2.  A bit later, I discovered that writing longhand, especially at the beginning of the paper worked well.  I couldn't obsess over word count; the white page seemed less foreboding that the flickering white screen.

3.  A bit later, I learned the trick of "messiness".  This works especially well if I'm writing to a constrictive word count for a proposal or abstract.  I tell myself, well, I'll just get my ideas down first, and then I can shape the proposal later, even if my sentences don't make sense or are hugely wordy.  If I start on paper, I can easily refine as I type everything up.

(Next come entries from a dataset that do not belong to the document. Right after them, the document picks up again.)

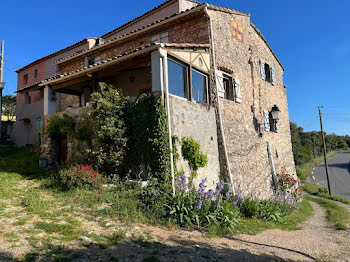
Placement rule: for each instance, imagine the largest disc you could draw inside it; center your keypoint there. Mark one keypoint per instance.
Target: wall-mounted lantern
(276, 115)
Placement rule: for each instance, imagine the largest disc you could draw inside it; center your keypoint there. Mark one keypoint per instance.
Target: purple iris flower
(199, 204)
(217, 202)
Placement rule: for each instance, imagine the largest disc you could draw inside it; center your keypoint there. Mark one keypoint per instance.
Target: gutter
(165, 89)
(98, 67)
(218, 98)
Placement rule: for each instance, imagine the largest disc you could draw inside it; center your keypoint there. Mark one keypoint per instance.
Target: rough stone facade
(49, 147)
(247, 151)
(196, 120)
(192, 30)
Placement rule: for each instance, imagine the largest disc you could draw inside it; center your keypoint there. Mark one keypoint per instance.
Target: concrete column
(49, 101)
(157, 72)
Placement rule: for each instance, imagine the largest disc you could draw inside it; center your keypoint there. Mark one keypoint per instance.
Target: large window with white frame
(199, 86)
(186, 82)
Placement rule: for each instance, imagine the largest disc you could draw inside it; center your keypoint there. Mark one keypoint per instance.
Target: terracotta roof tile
(181, 45)
(55, 53)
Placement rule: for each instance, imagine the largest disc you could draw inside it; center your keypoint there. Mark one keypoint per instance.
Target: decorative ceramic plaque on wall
(237, 31)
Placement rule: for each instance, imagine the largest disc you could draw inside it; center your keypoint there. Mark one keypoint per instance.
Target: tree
(107, 111)
(9, 107)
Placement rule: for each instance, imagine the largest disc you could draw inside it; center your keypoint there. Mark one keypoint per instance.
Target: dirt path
(24, 241)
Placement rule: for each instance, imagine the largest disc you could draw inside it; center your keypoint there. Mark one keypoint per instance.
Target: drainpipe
(165, 91)
(218, 99)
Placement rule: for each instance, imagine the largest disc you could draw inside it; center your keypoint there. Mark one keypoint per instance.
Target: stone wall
(196, 120)
(49, 147)
(247, 151)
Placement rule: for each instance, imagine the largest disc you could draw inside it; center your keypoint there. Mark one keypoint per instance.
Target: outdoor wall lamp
(276, 113)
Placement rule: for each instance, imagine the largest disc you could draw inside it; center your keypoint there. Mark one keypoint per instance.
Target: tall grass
(336, 214)
(304, 170)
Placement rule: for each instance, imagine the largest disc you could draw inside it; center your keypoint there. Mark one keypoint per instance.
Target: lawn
(37, 217)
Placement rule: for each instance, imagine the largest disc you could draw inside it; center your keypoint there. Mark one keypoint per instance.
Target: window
(25, 79)
(228, 87)
(161, 38)
(199, 86)
(178, 79)
(267, 72)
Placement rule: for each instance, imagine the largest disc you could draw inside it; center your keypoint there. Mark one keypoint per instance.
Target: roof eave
(135, 32)
(54, 53)
(263, 38)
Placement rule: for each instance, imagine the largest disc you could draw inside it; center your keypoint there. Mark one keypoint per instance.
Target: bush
(148, 142)
(201, 208)
(191, 152)
(79, 176)
(60, 127)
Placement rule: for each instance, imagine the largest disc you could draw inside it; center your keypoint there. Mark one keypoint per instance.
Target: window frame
(207, 84)
(187, 85)
(189, 79)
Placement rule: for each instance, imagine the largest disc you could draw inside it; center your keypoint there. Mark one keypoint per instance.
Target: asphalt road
(339, 173)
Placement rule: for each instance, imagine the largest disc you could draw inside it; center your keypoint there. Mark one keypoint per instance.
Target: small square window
(199, 86)
(228, 87)
(268, 73)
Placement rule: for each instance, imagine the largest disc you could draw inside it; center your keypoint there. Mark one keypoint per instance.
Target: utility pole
(2, 84)
(324, 150)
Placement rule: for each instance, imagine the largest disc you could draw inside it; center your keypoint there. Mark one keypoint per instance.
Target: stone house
(220, 80)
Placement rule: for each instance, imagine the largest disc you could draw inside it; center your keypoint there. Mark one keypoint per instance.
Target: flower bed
(80, 175)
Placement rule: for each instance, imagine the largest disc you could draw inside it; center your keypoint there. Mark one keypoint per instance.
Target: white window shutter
(277, 127)
(267, 121)
(155, 38)
(262, 69)
(237, 88)
(273, 75)
(220, 83)
(164, 38)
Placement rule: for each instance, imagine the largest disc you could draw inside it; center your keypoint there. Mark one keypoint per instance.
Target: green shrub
(108, 114)
(287, 184)
(269, 210)
(79, 176)
(191, 152)
(148, 143)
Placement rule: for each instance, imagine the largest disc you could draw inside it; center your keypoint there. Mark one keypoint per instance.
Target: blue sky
(310, 37)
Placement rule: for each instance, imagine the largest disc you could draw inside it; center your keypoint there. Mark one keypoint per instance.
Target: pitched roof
(127, 34)
(55, 53)
(114, 59)
(141, 16)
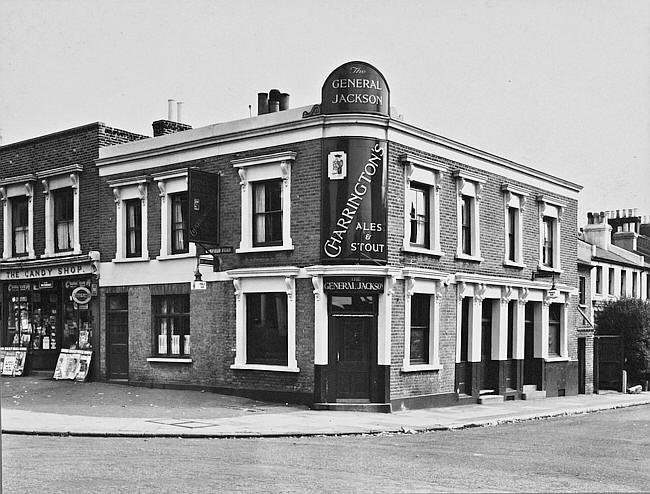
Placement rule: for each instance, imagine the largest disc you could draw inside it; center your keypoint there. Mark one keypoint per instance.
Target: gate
(608, 362)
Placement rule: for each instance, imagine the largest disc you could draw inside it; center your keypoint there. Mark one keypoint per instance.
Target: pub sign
(355, 87)
(203, 205)
(354, 201)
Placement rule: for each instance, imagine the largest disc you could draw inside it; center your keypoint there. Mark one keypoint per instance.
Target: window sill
(423, 250)
(170, 360)
(171, 257)
(272, 368)
(513, 264)
(549, 269)
(421, 368)
(274, 248)
(466, 257)
(129, 259)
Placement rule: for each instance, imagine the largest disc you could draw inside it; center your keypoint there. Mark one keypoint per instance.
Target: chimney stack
(170, 126)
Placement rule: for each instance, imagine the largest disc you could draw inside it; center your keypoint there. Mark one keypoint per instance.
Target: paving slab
(32, 405)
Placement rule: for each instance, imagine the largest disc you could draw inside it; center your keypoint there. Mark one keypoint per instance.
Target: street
(596, 452)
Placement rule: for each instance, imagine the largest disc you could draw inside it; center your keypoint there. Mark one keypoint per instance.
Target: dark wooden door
(530, 373)
(118, 336)
(489, 375)
(353, 355)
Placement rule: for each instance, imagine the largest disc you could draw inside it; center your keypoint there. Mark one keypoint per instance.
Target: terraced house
(362, 263)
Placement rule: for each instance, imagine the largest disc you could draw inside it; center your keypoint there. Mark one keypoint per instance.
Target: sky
(560, 86)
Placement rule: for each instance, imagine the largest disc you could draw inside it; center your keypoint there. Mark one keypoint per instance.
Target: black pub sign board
(203, 205)
(353, 284)
(353, 210)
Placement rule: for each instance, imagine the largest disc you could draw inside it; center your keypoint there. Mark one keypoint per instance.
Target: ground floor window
(266, 328)
(554, 330)
(171, 314)
(420, 328)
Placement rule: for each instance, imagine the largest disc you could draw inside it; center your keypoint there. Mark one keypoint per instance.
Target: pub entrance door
(352, 346)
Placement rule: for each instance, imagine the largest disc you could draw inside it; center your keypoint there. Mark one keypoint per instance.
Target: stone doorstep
(354, 407)
(488, 399)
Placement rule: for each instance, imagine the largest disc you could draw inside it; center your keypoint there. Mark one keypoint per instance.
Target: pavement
(39, 405)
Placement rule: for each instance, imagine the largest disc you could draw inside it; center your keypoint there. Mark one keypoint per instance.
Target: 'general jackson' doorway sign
(355, 87)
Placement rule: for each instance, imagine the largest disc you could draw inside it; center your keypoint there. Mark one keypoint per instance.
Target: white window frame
(564, 325)
(514, 198)
(470, 185)
(414, 284)
(17, 187)
(427, 174)
(550, 209)
(264, 168)
(60, 178)
(264, 280)
(169, 183)
(124, 190)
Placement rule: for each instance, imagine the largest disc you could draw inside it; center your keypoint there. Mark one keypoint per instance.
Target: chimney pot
(170, 110)
(284, 101)
(262, 103)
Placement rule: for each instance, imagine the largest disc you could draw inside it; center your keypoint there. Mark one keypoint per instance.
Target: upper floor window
(265, 202)
(267, 213)
(421, 205)
(179, 211)
(174, 211)
(548, 241)
(469, 188)
(131, 218)
(18, 216)
(514, 200)
(20, 226)
(418, 204)
(63, 219)
(550, 216)
(133, 226)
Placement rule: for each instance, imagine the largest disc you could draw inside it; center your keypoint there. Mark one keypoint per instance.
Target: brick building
(614, 262)
(49, 191)
(364, 262)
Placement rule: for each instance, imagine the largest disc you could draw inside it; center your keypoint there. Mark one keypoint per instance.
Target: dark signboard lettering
(354, 201)
(203, 202)
(353, 284)
(355, 87)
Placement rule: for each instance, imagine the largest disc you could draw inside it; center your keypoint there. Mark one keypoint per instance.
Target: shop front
(49, 306)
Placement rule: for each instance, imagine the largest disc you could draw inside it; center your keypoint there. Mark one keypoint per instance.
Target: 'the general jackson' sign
(355, 87)
(354, 201)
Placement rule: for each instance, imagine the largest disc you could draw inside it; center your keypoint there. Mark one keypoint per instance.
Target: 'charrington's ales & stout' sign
(355, 87)
(354, 201)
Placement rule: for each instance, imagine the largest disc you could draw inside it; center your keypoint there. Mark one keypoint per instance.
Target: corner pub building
(362, 263)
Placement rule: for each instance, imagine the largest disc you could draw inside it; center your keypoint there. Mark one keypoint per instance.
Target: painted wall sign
(203, 193)
(354, 207)
(355, 87)
(353, 284)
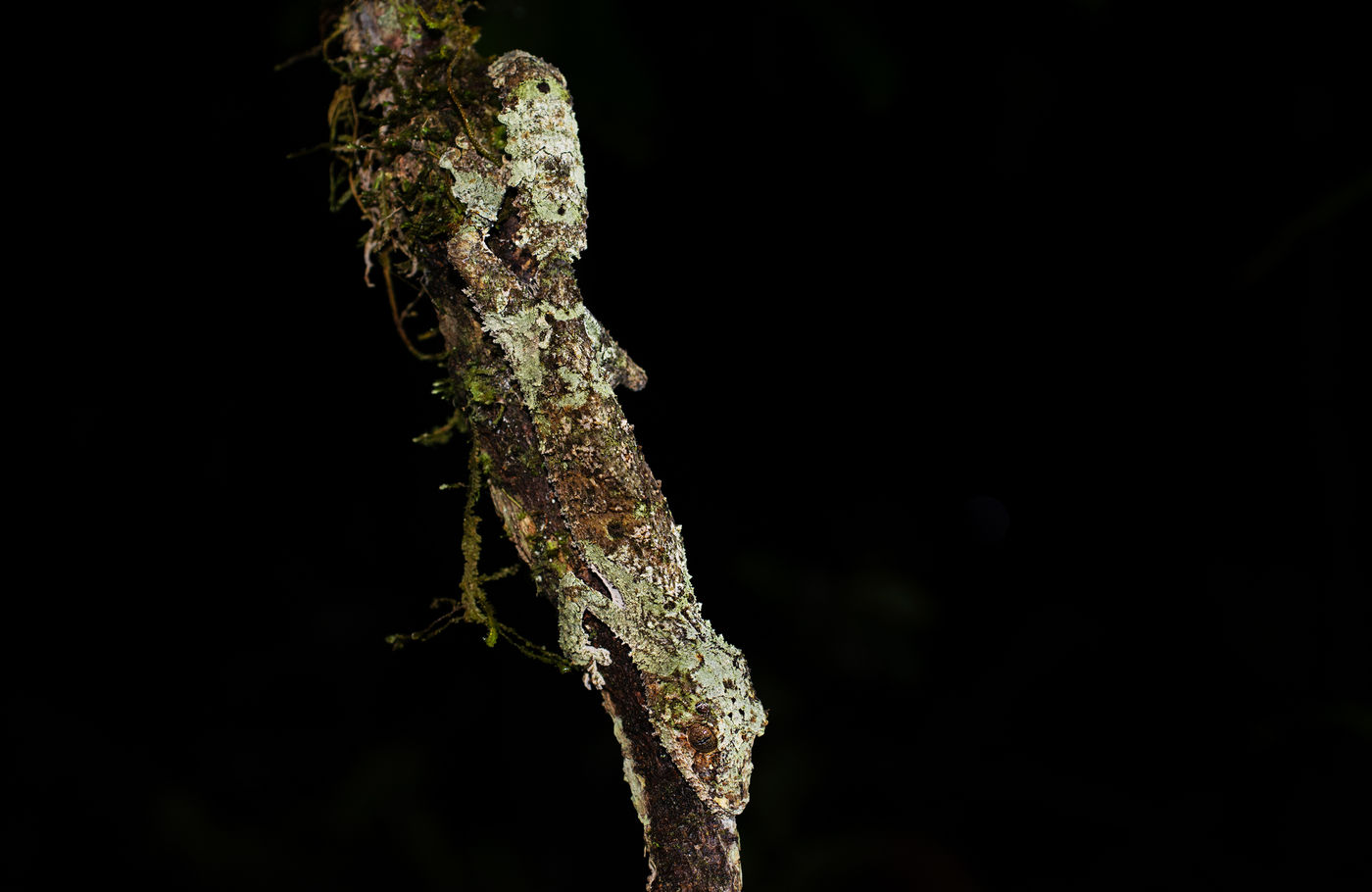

4.  Cannibalize from other documents.  Starting an a paper is hard.  If I can steal an opening paragraph from a related essay (even if I have to change it around a fair bit later), I can skip the difficulty of opening and play around with tweaking and shaping raw material instead.  Afterwards, continuing is much less difficult.

5.  Rewriting.  I discovered today, yet again, how hard transitioning from one part of a paper to another can be.  Answer?  Rewrite the previous paragraph or section and then write what comes next.  I know that once I get back into the flow of writing, words/ideas will probably show up in my head without too much more effort.  Rereading previous material can also serve the same purpose, and is something that has worked well in the past for novel-writing too.

I'm actually feeling pretty good about this paper (on male homosocial bonds and sibling rivalry in Charlotte and Branwell Bronte's early writing).  It feels like the ideas are snapping and sparking against each other.  I've got primary and secondary sources ready to be referred to; I'm surrounded by my books and papers; I actually have a firm argument (hurrah!).  So... now I guess I really just need to get back to it.